A Confederação dos Agricultores de Portugal (CAP) assinala, nos dias 25 e 26 de novembro, o seu cinquentenário com um congresso comemorativo no Pavilhão de Portugal, no Parque das Nações, em Lisboa. O encontro reúne académicos, especialistas e decisores políticos para analisar cinco décadas de evolução da Agricultura e da Floresta em Portugal e projetar os desafios do futuro.
Um marco para a maior organização do setor agroflorestal
Fundada a 25 de novembro de 1975, a CAP nasceu como movimento espontâneo em defesa da propriedade privada e de uma agricultura moderna. Cinquenta anos depois, é a organização mais representativa do setor, com presença em 147 entidades nacionais e internacionais.
O presidente da CAP, Álvaro Mendonça e Moura, destaca que a Confederação foi “determinante para afirmar a Agricultura e a Floresta como parte integrante de uma economia moderna e produtiva”. Recorda ainda o papel da CAP na Concertação Social e na representação de Portugal junto das instituições europeias.

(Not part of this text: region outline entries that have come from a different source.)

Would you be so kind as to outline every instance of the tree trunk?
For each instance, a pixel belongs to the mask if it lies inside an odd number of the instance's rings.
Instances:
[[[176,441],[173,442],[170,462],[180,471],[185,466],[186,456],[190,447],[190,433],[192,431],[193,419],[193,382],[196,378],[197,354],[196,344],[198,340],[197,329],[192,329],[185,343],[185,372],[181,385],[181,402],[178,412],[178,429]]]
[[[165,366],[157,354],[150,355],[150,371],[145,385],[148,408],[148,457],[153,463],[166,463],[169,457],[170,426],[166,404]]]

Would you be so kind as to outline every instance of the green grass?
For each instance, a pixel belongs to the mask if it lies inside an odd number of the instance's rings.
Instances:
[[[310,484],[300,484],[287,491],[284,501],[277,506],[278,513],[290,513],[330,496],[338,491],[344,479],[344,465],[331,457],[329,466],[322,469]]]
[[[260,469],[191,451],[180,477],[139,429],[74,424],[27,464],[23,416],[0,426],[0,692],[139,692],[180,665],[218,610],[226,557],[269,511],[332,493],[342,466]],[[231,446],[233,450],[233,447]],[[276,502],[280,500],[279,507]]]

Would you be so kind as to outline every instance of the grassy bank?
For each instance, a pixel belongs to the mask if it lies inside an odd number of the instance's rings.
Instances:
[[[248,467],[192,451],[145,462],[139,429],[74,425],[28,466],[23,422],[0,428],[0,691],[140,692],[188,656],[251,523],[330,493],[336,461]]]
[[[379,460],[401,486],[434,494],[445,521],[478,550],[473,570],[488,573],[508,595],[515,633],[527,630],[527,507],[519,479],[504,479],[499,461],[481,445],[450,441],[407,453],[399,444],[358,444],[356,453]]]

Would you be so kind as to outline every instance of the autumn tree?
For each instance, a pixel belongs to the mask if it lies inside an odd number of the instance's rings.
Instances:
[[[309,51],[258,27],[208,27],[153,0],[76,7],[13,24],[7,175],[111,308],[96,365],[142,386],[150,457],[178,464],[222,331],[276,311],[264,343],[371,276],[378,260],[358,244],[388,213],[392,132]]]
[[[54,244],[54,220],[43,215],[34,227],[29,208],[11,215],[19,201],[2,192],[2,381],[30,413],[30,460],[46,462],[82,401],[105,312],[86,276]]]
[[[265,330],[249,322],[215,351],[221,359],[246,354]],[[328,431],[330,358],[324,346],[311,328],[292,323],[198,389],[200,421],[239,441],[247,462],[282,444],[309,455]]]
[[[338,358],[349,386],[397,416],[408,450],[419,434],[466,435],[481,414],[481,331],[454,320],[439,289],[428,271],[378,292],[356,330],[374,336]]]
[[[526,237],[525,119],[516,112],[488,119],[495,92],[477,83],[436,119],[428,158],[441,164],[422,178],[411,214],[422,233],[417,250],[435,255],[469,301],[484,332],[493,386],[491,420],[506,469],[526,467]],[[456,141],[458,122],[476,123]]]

Dois dias de debate sobre meio século de transformação
O congresso arranca dia 25 de novembro, às 15h00, com a intervenção do Presidente da CAP, seguida do discurso do Presidente da República, Marcelo Rebelo de Sousa. O primeiro painel analisa a evolução da sociedade, da economia e da política portuguesas nos últimos 50 anos, com contributos dos professores Manuel Braga da Cruz, Luciano Amaral e António Barreto.
A 26 de novembro, o Presidente da Assembleia da República, José Pedro Aguiar-Branco, abre os trabalhos. O dia inclui participações do Ministro da Agricultura e do Mar, José Manuel Fernandes, e do Secretário-Geral da CAP, Luís Mira. A manhã é dedicada à estrutura social da agricultura e à evolução da produtividade, com intervenções de Carlos Carvalho e Francisco Avillez, comentadas por João Ferreira do Amaral.
Ambiente, tecnologia e o futuro do setor em destaque
A tarde centra-se na relação entre Agricultura e Ambiente. O professor Francisco Gomes da Silva abordará a evolução tecnológica, enquanto José Manuel Lima Santos analisará as transformações na interação entre práticas agrícolas e ambiente. O painel contará ainda com comentário de António Câmara, sendo encerrado pela Ministra do Ambiente e Energia, Maria da Graça Carvalho.
O congresso termina pelas 17h00, após o balanço final de Álvaro Mendonça e Moura, com uma intervenção do Primeiro-Ministro, Luís Montenegro.
Evento aberto à comunicação social
A CAP convida os órgãos de comunicação social a acompanhar este congresso que marca um momento histórico para o setor agroflorestal português. O programa completo encontra-se disponível junto da organização.